Jobs are getting better, even if transitions are painful. A century ago, more than 90 per cent of people were in manual jobs, but now 60 per cent are in white-collar work, with one-third in professional or managerial posts. We live longer and we are healthier than ever before, free of a myriad painful disorders that plagued people's lives.

But above all, we have more personal freedom. Freedom to live with whom you like is the great benefit people forget when they indulge in "breakdown of the family" fears. Home-ownership brings freedom to live wherever you like, with even now a relatively low risk of repossession and disaster. Freedom to choose your community with a personalised network linked to work, family, friends and interests is far better for most than the tyranny of geographical ties, yet too often it is called "breakdown of community". Freedom does bring added stress and anxiety, but who would prefer to return to a life of more certainty and less choice?

So why are we such a miserable nation of moaners? Most people are not in negative equity, are not victims of seriously threatening crime, and are not unemployed. Yet people fear these things inordinately. The old right believes that lumpen mass culture is overwhelming excellence, when they should be celebrating the spread of mass education. The left regrets the passing of shoulder-to-shoulder working-class solidarity instead of welcoming the new mass middle-class lifestyle.

It would be nice to think that current gloom is caused by disgust at the plight of the 25 per cent of people who have not shared in the general wealth - the permanently unemployed or the growing numbers of poverty- stricken children. But polls show little sign of a new spirit of generosity. People say they would pay more towards their own services, health and education, but not in general taxation for social security. Alas, the neurotic gloom afflicting middle England is for themselves, not others.

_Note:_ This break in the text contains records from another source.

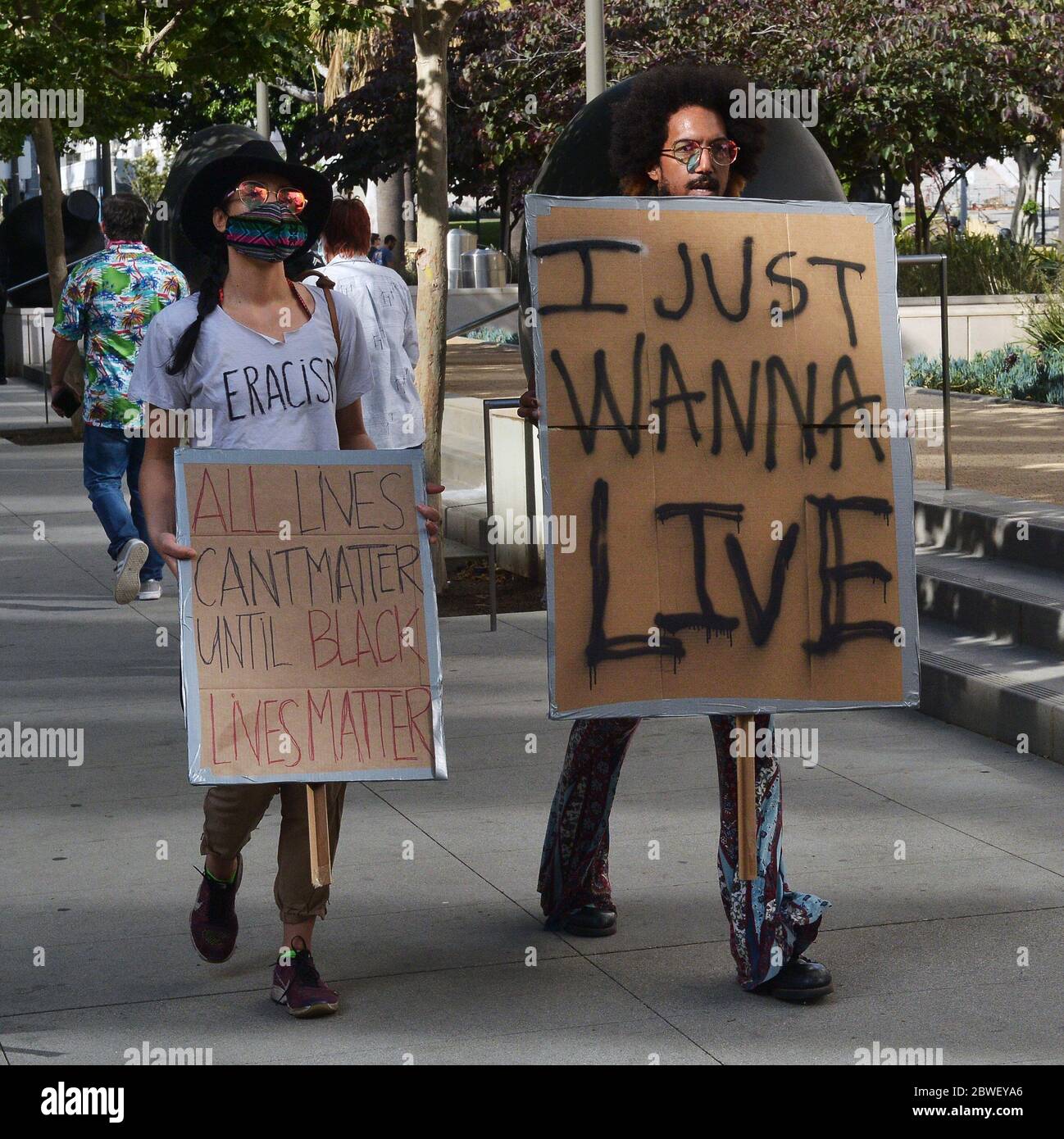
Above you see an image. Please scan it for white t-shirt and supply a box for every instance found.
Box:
[130,285,374,451]
[322,256,425,449]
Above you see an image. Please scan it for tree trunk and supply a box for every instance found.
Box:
[32,119,84,438]
[402,166,417,248]
[1057,128,1064,253]
[410,7,462,591]
[377,167,406,269]
[1011,146,1038,240]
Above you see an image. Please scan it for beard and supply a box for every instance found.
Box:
[658,172,723,197]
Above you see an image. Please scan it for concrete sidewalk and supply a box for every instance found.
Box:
[0,442,1064,1064]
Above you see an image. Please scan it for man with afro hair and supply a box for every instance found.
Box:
[520,64,834,1002]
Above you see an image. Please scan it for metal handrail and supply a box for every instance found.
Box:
[484,397,539,632]
[898,253,953,490]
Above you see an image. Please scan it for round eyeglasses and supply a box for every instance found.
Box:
[662,139,739,175]
[225,179,307,214]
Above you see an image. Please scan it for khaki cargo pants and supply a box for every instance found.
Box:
[199,783,348,925]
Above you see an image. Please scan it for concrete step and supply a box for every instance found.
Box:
[916,548,1064,658]
[921,619,1064,763]
[915,481,1064,572]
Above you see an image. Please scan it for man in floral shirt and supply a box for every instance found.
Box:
[52,193,188,605]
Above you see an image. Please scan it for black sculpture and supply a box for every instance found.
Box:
[148,123,261,290]
[517,76,847,383]
[0,190,103,309]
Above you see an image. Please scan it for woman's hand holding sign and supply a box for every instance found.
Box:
[417,483,447,546]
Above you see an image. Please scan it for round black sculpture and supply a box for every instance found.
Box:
[517,76,847,383]
[148,123,261,289]
[0,190,103,309]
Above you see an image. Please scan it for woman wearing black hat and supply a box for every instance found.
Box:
[130,140,439,1016]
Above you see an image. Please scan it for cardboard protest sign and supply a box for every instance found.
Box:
[526,195,920,718]
[175,449,447,783]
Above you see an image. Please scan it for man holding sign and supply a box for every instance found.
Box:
[523,66,915,1001]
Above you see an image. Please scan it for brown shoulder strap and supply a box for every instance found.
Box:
[299,269,339,356]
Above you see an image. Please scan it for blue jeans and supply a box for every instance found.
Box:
[83,424,164,581]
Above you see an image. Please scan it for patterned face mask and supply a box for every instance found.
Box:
[225,202,307,261]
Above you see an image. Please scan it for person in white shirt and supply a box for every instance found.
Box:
[322,198,425,450]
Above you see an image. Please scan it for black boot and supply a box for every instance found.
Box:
[562,905,617,937]
[757,953,835,1004]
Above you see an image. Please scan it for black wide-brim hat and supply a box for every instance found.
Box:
[179,139,333,256]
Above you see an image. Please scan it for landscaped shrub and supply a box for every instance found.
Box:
[897,234,1064,296]
[1024,293,1064,351]
[906,348,1064,406]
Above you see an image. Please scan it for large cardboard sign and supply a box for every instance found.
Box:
[175,449,447,783]
[526,195,920,719]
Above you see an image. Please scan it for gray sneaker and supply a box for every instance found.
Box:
[115,538,148,605]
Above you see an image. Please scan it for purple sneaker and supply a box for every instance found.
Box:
[270,937,339,1017]
[188,855,243,964]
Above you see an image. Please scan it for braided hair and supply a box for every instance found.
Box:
[166,245,229,376]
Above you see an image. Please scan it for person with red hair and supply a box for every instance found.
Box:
[322,198,425,447]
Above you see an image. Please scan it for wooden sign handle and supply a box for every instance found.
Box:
[307,783,333,886]
[734,715,757,882]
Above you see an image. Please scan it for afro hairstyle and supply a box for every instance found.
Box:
[610,64,765,196]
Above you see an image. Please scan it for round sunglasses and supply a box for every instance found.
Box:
[662,139,739,175]
[225,179,307,216]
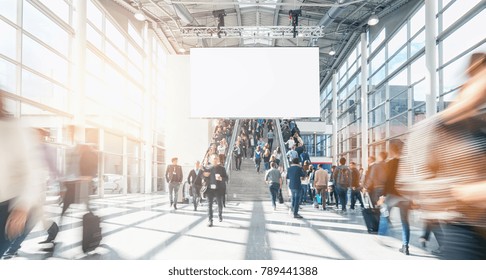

This fin de siecle malaise is unhealthy and dangerous. Though it may prove to be a sign of fin de gouvernement, it is not a progressive impulse but a deeply conservative yearning for "tradition". Moral panic creates a weariness of spirit full of the lassitude of despair. Relatively small and manageable problems loom large as symbols of some great imaginary social sickness. The panickers elide all kinds of unconnected phenomena into a ball of fear. As they have done down the centuries, they point to the immorality of the poor (crime, idleness, scrounging, single mothers) and extrapolate from that predictions of moral decline all round.

Thus the smallish number of poor, alienated and bad young men who commit most of the crime become not a problem group, with various solutions, but outcasts we can do nothing about. Divorce and single motherhood become emblems of deep moral decay, and we are unlikely to make the social and financial changes needed to accommodate the new shape of families if all we do is bemoan an unstoppable revolution. If inner-city estates are regarded as black holes of hopelessness, nothing will be done.

"Nothing works" is a mentality that causes political inaction. If problems are blown up into great clouds of despair, then everyone gives up. All this pessimism distances people even further from the political process, which depends on a measure of hope. In one form or another, only energetic political will has any chance of dealing with social problems, most of which can be solved or at least contained.